I don't think LisaTest sets up a vector for bus errors and so this is an unexpected event. The real question then is why this IRQ happened and wasn't handled. Though I do see some code before the mismatches that seems to copy low RAM elsewhere, so perhaps it was getting ready to test low memory before this happened.

I do see some of the code winds up executing with the high address byte set (on the Lisa and pre-32 bit clean Macs the high address byte is ignored, and is used for flags. It does look like LOS uses this too and some of that is addressed in 1.2.7, but I don't see any obvious thing that I can point at and say where things went wrong to cause the bus error to be triggered, so whatever the bug is, it's still hidden.
Here's a bit of the cleaned up tracelog, as well as a larger uncleaned one twoards the end, but I don't know what else is useful there.

rayarachelian:
So I've stopped looking to fix this on 1.2.6 and instead am trying to fix this (or other related bugs) on 1.2.7. There's some code in reg68k.c that allocates IPCTs (Instruction Pointer Cache Tables) which libGenerator uses as an instruction cache.

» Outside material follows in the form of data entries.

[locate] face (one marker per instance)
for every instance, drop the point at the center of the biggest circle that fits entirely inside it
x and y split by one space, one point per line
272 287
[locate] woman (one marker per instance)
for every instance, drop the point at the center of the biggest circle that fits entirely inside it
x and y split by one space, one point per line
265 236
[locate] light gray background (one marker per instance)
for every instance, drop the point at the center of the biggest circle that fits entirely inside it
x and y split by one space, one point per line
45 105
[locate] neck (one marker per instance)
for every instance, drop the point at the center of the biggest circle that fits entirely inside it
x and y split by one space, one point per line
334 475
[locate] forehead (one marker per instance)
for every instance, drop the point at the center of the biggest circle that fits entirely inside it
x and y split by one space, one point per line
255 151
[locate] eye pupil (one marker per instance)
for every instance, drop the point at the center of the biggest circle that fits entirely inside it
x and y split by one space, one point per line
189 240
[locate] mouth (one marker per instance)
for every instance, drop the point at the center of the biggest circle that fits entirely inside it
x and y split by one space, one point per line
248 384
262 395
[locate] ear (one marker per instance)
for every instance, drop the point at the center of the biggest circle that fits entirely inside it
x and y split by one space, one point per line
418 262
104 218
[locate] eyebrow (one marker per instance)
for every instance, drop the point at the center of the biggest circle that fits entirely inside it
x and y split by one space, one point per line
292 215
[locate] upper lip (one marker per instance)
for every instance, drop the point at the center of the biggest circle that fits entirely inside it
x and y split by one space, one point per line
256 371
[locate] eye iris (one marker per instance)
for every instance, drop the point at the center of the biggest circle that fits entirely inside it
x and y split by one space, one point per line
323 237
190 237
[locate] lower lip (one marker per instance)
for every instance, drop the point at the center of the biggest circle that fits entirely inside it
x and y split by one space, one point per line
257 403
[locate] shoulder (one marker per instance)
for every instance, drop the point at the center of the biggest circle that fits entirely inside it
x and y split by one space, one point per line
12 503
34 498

I think either something is clobbering the data stored in that cache or in the MMU pointers, or something else is causing corruption there.

I've eliminated the free ipc table - the source of the bug isn't there by adding code to walk through the free ipcts and check that they are initialized to zero and none are "dirty" - the bug doesn't happen there.

The symptom in 1.2.7 is that in this code there's a segfault caused following ipc->opcode.
As per gdb ipc is not NULL, but following the pointer causes a crash, which means it's pointing to the wrong place, which means something has corrupted, or invalid pointers somehow were written to it - which should never happen. It's possible some other code somewhere is either clobbering the IPCTs or the mmu translation cache.

This code is a little bit unoptimized vs 1.2.6 - because I'm trying to track down exactly where the segfault is happening, using -O3 optimizes some of the variables out so it's hard to tell and the segfault happens on if (flag)


--- Code: ---               abort_opcode=2;

               #ifndef EVALUATE_EACH_IPC
               static int flag;
               flag=(ipc==NULL);
               if (!flag) flag=(ipc->function==NULL);

               if (!flag)
                  {  uint16 myword=fetchword(pc24 & 0x00ffffff);
                     if (ipc->opcode!=myword) flag=1;
                  }
               if (flag) //==13256== Conditional jump or move depends on uninitialised value(s)
               #endif
                {
                    if (abort_opcode==1) break;
                    if (!mt->table) mt->table=get_ipct();  //we can skip free_ipct
                    cpu68k_makeipclist(pc24 & 0x00ffffff); if (abort_opcode==1) break; //==24726== Conditional jump or move depends on uninitialised value(s)
                    ipc=&(mt->table->ipc[(pc24 & 0x1ff)>>1]);
                }
                abort_opcode=0;

--- End code ---

rayarachelian:
Found a minor initialization bug that was causing the 1.2.7 boot up crashes on LisaTest, so basically when I use calloc to allocate memory dynamically, that guarantees that the space allocated is initialized to zero, however, any arrays declared in C code itself that get allocated to the heap are apparently garbage filled. I did clear most of the fields in mmu_trans, except the table pointer, which had random junk in it, this caused the segfault in previous reply.

This might or might not be the issue with LisaTest failing, as mentioned in another post tonight, had some mouse movement issues that prevented running LisaTest properly, but it did expose a possible easter egg in Monitor OS (or perhaps it's not well known).